What is Data Mining ?

Data Mining , also known as Knowledge-Discovery in Databases (KDD) is a class of database applications that look for hidden patterns in a group of data that can be used to predict future behavior. For example, data mining software can help retail companies find customers with common interests. The term is commonly misused to describe software that presents data in new ways. True data mining software doesn’t just change the presentation, but actually discovers previously unknown relationships among the data.

Data Mining Process

Data Mining which is a version of artificial intelligence is popular in the science and mathematical fields but also is utilized increasingly by marketers trying to distill useful consumer data from Web sites. With the advent of computers, large databases and the internet, it is easier than ever to collect millions, billions and even trillions of pieces of data that can then be systematically analyzed to help look for relationships and to seek solutions to difficult problems.

How does data mining work?

Well the quick answer is that large amounts of data are collected. Usually most entities that perform data mining are large corporations and government agencies. They have been collecting data for decades and they have lots of data to sift through. If you are a fairly new business or individual, you can purchase certain types of data in order to mine for your own purposes. In addition, data can also be stolen from large depositories by hackers by hacking their way into a large database or simply stealing laptops that are ill protected.

Data mining uses a variety of mathematical algorithms to analyze historical data. The results of this analysis are then used to build models based on real world behavior, which are in turn used to analyze incoming data and make predictions about future behavior.

Data Mining Real world example : 9/11 attacks

(Data Mining was supposedly used to determine the leader of the 9/11 attacks.)

Take the real world example of the 9/11 attacks.
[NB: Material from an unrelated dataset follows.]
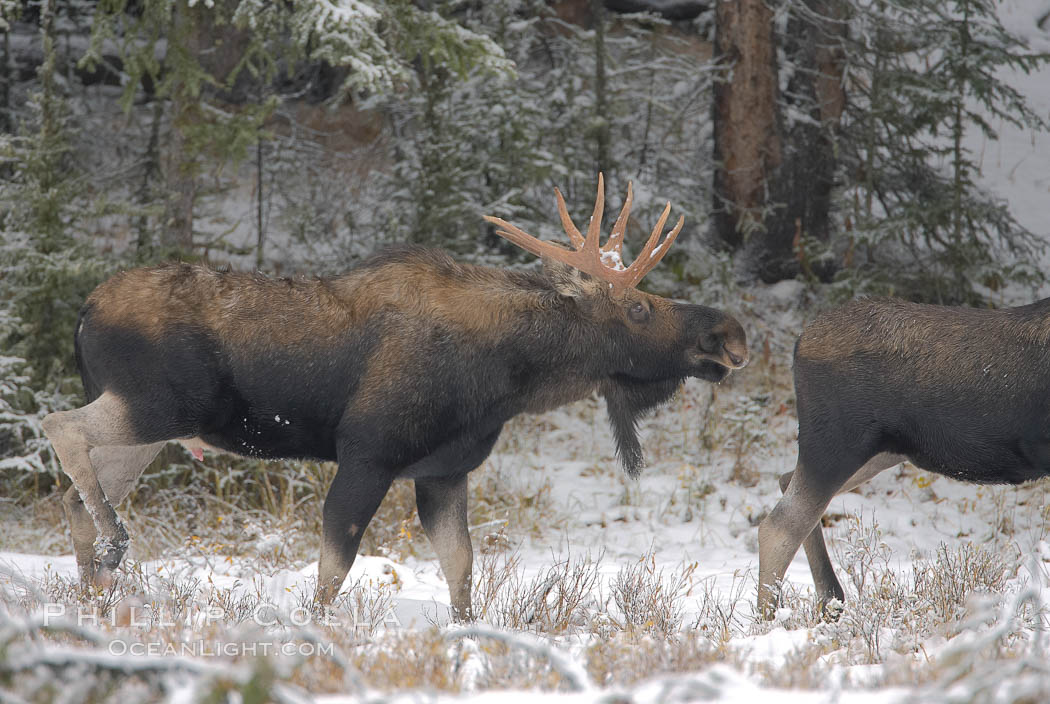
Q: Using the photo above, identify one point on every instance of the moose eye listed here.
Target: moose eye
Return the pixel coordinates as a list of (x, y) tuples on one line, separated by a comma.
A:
[(638, 312)]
There is historical data about these attacks: a number of foreign men applied to flight school in the United States as part of their attack planning. Based on this historical data, a model can be created that collects data on all of the future applicants to flight schools to see whether any are foreign, or share other characteristics.
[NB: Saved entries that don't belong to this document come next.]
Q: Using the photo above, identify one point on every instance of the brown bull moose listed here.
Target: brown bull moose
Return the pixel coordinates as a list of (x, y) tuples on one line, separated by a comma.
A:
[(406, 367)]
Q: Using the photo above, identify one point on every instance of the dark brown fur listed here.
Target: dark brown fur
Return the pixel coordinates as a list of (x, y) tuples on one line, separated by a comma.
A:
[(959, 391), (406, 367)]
Actually, though, interest in data mining began before September 11, 2001: In the late 1990s, the Department of Defense authorized a data mining program called Able Danger, that was used to gather counter terrorism information, including information about Al Queda , from late 1998 through early 2001.
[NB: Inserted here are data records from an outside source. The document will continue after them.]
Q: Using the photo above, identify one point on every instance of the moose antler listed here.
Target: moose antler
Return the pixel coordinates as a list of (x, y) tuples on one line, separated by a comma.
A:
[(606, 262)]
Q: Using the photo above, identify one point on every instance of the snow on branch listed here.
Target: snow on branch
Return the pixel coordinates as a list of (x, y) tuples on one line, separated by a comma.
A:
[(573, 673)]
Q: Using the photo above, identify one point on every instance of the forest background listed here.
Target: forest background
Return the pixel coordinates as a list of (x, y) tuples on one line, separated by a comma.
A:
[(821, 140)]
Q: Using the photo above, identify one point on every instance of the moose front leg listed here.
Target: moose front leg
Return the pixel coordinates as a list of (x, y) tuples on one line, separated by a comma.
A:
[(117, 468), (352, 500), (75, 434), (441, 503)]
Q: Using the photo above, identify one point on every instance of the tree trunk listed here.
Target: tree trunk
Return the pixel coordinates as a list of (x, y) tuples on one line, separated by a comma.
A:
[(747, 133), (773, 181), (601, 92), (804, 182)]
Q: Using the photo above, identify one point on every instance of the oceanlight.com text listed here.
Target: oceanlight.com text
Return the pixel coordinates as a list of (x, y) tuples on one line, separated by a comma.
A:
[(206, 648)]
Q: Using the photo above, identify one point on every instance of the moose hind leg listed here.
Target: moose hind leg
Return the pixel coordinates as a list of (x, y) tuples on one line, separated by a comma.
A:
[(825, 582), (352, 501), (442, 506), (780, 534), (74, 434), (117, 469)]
Can Data Mining be really good at counter terrorism ?

The answer as of now is “not so much” because Data mining is a technique best reserved for large data sets. There is not enough data about terrorism or terrorists to build a good predictive model.

While many, many people shop for groceries in a day, not very many plan or execute terrorist attacks. This means there is very little data on which to base a model, which in turn means that the data being used to build a model does not represent a pattern of behavior, but a one or two time event.